Nem hegemonia norte-americana, nem terrorismo. Devemos ir à fonte de tudo isso, o modo de produção capitalista. A partir daí devemos reconhecer que somente com a superação desta sociedade baseada na alienação e sua substituição por uma nova sociedade, fundada na autogestão social, será possível corroer as bases que geram os monstros espalhados por todos os lados, cujos tentáculos possuem inúmeros nomes, tais como terrorismo, imperialismo, guerra, entre inúmeros outros.
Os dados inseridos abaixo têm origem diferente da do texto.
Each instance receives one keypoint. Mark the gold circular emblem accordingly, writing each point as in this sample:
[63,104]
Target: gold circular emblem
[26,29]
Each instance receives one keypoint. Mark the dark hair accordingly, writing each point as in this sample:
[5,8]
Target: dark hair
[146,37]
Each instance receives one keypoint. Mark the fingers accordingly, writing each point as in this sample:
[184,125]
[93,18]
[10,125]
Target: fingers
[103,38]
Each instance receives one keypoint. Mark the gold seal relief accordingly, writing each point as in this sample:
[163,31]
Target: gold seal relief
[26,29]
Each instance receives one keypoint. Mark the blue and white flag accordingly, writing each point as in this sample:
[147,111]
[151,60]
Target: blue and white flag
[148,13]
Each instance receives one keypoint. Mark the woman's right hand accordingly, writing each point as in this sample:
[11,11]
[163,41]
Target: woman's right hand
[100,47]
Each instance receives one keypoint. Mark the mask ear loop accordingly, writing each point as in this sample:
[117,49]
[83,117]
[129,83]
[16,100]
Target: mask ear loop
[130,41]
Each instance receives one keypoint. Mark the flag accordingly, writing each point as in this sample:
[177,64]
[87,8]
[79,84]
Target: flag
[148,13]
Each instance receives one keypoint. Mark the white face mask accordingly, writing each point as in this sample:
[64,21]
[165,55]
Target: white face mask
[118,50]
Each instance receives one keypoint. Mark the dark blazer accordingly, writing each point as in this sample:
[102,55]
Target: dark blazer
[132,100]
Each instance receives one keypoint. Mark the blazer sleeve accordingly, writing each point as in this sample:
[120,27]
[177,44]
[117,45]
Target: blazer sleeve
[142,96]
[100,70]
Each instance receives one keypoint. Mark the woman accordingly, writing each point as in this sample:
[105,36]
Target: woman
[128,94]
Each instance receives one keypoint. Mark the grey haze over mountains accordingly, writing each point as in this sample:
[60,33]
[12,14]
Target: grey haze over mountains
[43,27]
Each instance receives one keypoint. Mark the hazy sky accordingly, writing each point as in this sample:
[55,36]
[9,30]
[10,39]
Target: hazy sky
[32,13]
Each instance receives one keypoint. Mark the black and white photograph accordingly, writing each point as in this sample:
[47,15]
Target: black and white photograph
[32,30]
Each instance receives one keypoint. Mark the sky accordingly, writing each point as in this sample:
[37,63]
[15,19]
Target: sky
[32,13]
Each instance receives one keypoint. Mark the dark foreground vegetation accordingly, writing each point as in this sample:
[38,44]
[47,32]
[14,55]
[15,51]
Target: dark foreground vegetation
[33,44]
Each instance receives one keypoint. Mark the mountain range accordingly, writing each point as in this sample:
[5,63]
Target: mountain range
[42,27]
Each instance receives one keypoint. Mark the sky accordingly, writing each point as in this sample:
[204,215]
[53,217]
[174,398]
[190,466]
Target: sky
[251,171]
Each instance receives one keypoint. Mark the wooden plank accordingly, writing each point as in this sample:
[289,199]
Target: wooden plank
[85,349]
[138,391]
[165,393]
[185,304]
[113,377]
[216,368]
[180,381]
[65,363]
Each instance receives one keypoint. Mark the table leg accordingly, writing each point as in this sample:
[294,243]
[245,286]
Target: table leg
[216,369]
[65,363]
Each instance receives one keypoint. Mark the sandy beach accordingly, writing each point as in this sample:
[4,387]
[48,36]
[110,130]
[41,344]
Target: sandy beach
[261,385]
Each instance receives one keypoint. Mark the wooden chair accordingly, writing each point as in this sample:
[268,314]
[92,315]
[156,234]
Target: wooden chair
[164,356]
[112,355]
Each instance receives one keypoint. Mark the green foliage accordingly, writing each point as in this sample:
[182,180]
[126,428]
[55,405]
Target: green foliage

Cultura & Liberdade apresenta aqui alguns textos que representam sua concepção, voltada para a crítica da sociedade moderna, e alguns textos de colaboradores que possuem elementos convergentes e divergentes, mas a pluralidade apenas aponta para uma perspectiva diferente da que é praticada na sociedade atual, a do silenciamento, embora isto seja realizado fundamentalmente junto aos grupos oprimidos e classes exploradas. Aqui temos um conjunto de contribuições sobre os mais variados assuntos, destacando desde questões cotidianas até questões mais intelectuais. Neste número se pode ver desde a deformação do pensamento de Marx por H. Arendt, passando por temas atuais (o racismo, o espaço, a cidade e o autoritarismo, o desenvolvimentismo e o conceito de massas populares, “globalização” e nação, o mundo dos valores, a educação e a violência, a opressão das crianças na escola, etc.) até chegar ao nosso tema em destaque: autogestão e utopia. Portanto, ler é preciso.

Comissão Editorial

 

[1] A ansiedade (a doença do século, segundo o psicólogo Lindgren, mas na verdade uma das doenças do capitalismo), é visível e constitutivo da sociedade burguesa. Um produto do capitalismo que é tratado com remédios, terapias, lazeres alienados, etc., sustentando a reprodução ampliada do mercado consumidor (de remédios, jogos, bebidas, turismo, serviços médicos – terapeutas, psicólogos, psicanalistas, psiquiatras, médicos, etc.) e formando um círculo vicioso que nos revela o beco sem saída e a miséria psíquica em que os indivíduos foram jogados. Segundo a psicanalista K. Horney, a ansiedade produz a busca pelo poder, prestígio e posses, e se esta busca fracassa, ela cresce, o que, no fundo, pode ser expresso simbolicamente como uma bola de neve, cada vez maior (Horney, K. A Personalidade Neurótica do Nosso Tempo. 10a ed., Rio de Janeiro, Forense, 1984).
[2] O psiquiatra Cláudio Lima – que foi esquecido, tal como os poucos intelectuais críticos deste período, devido a colonização cultural em nosso país – , já escrevia na década de 60, que os Estados Unidos exportavam um “estilo de vida” (valores voltados para o consumo e o “conforto”, principalmente, alterando os hábitos alimentares, a habitação, etc.), que é, na verdade, o estilo de vida capitalista do pós-segunda guerra, baseado na mercantilização, burocratização e competição, que chega um pouco atrasado no capitalismo subordinado, demonstrando os problemas psíquicos gerados por isto (Lima, C. Imperialismo e Angústia. Rio de Janeiro, Civilização Brasileira, 1960).